A nifty and new (to me) way for Devs and PMs to share the <3
So I’m building a Postgres-based app with a non-technical person, let’s call him Bob. Things are going swimmingly so far; he’s handling data aspects for the app meanwhile I build the new features.
The main protagonist for today’s post is the Foreign Data Wrapper, a slick Postgres feature that lets you e.g. basically SELECT out to external data.
In this case I wanted to point to a Google Sheet that Bob owns. This way it will be easy for him to change data in an environment he’s familiar with, but also stay easy for me to build out a proper API using Postgres — each of us can stay in our respective comfort zones. Win win.
Here’s the SQL (Postgres 9.3 or higher + wget needed):
CREATE EXTENSION IF NOT EXISTS file_fdw; CREATE SERVER fdw_files FOREIGN DATA WRAPPER file_fdw; CREATE FOREIGN TABLE pokemon ( name varchar NOT NULL, type varchar NULL ) SERVER fdw_files OPTIONS (PROGRAM 'wget -q -O - "https://docs.google.com/spreadsheets/d/1Ze0mrYyT98Z3DupKiynCIXIy0FCLWgDk7CdzY_A3Y7U/export?gid=0&format=tsv"', FORMAT 'csv', HEADER 'true', DELIMITER U&'\0009');
I preferred TSV over CSV in case Bob enters a comma one day. The call out to GSheets takes around ~1 second.
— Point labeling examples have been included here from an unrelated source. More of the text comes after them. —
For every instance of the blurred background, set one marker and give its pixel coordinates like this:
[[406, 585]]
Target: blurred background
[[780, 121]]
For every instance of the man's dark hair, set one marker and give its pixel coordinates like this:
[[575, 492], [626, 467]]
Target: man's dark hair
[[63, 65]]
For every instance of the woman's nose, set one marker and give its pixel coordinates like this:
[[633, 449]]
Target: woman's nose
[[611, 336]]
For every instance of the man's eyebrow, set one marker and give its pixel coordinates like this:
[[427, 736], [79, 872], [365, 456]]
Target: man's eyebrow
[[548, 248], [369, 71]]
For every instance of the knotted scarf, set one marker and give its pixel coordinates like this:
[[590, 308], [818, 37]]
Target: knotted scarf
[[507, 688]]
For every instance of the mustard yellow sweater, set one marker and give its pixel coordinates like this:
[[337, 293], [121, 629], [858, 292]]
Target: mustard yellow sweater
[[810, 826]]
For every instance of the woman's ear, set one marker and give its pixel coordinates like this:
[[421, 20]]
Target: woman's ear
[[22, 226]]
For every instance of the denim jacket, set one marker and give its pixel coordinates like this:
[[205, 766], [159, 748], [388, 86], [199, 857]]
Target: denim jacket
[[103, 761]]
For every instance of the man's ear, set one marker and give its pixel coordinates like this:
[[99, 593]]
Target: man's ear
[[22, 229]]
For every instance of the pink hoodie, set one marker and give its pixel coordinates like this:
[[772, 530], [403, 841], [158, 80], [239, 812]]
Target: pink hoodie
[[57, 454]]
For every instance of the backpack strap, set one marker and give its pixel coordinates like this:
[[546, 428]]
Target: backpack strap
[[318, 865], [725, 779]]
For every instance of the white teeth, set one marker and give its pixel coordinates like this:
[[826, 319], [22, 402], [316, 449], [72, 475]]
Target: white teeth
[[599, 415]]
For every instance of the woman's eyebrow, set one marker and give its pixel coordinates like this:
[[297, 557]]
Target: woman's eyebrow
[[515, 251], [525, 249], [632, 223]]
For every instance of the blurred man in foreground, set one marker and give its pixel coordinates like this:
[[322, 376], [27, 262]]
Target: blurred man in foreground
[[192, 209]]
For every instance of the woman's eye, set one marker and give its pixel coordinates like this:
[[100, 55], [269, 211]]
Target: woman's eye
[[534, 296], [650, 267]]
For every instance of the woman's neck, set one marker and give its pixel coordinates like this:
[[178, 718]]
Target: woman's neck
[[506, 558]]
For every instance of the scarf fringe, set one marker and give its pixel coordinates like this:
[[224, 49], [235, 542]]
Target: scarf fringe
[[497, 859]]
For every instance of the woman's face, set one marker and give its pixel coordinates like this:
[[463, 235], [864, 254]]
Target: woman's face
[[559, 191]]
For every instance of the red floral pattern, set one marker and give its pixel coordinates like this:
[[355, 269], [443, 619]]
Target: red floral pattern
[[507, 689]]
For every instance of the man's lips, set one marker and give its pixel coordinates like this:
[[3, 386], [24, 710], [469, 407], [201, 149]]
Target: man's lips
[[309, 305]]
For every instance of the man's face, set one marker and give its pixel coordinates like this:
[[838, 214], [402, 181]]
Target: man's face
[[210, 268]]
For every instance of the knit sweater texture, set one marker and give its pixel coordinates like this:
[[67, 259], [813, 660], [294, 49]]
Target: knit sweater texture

SELECT * FROM pokemon; name | type ------------+---------- Pikachu | Electric Snorlax | Sleep Charmander | Red (3 rows)
1 second is going to be too slow for production, plus more importantly GSheets might not always be available. So let’s throw in a materialized view to make things more Robust™ (mm, tasty!):
CREATE MATERIALIZED VIEW pokemon_view AS SELECT * FROM pokemon;
Great! This view is much faster, only a few ms. We might consider setting up a nightly view refresh as a cronjob.
But wait! Enter a new requirement. We now need to add a primary key/id column.
Well, I don’t want to suddenly ask Bob to manually manage a new column. Annoyingly, I can’t add a primary key to a foreign table, which makes sense in hindsight, but doesn’t make life easier.
So it seems I have to accomplish this using our lovely material view.
Here’s the little tweak to the view to deliver what’s needed:
CREATE MATERIALIZED VIEW app_public.food AS SELECT row_number() over (ORDER BY name) AS id, * FROM app_public.fdw_food;
SELECT * FROM pokemon_view ; id | name | type ----+------------+---------- 1 | Charmander | Red 2 | Pikachu | Electric 3 | Snorlax | Sleep (3 rows)
Bob can edit away to his heart’s content, meanwhile the frontend can frontend properly (the id was needed to handle a reconciler quirk with the key attribute if you were wondering).
“But I don’t want to use integer primary keys,” you say. Maybe you don’t want sneaky people to work out how many records you have. No worries, here’s another flavor:
CREATE MATERIALIZED VIEW pokemon_view AS SELECT MD5(TEXTIN(RECORD_OUT(pokemon))) as id, * FROM pokemon;
SELECT * FROM pokemon_view; id | name | type ----------------------------------+------------+--------- 8c9badbad004555213765fa15395cc03 | Pikachu | Electric a508373d7ad63ee9c9a6ea26602428f0 | Snorlax | Sleep de724e47466765f6171a4d50ab2d7145 | Charmander | Red
I realize MD5 is widely considered to be vulnerable, and maybe there’s a better hashing function in Postgres. If so, please let me know!
Regardless, in this case I trust Bob, the data isn’t private, and my backend uses OFFSET anyway. So I wager we’re alright. If you disagree, please let me know, I’ll appreciate hearing your thinking!
Now, Bob can edit away, I can keep using Postgres, and together we can build a great app. Win win indeed!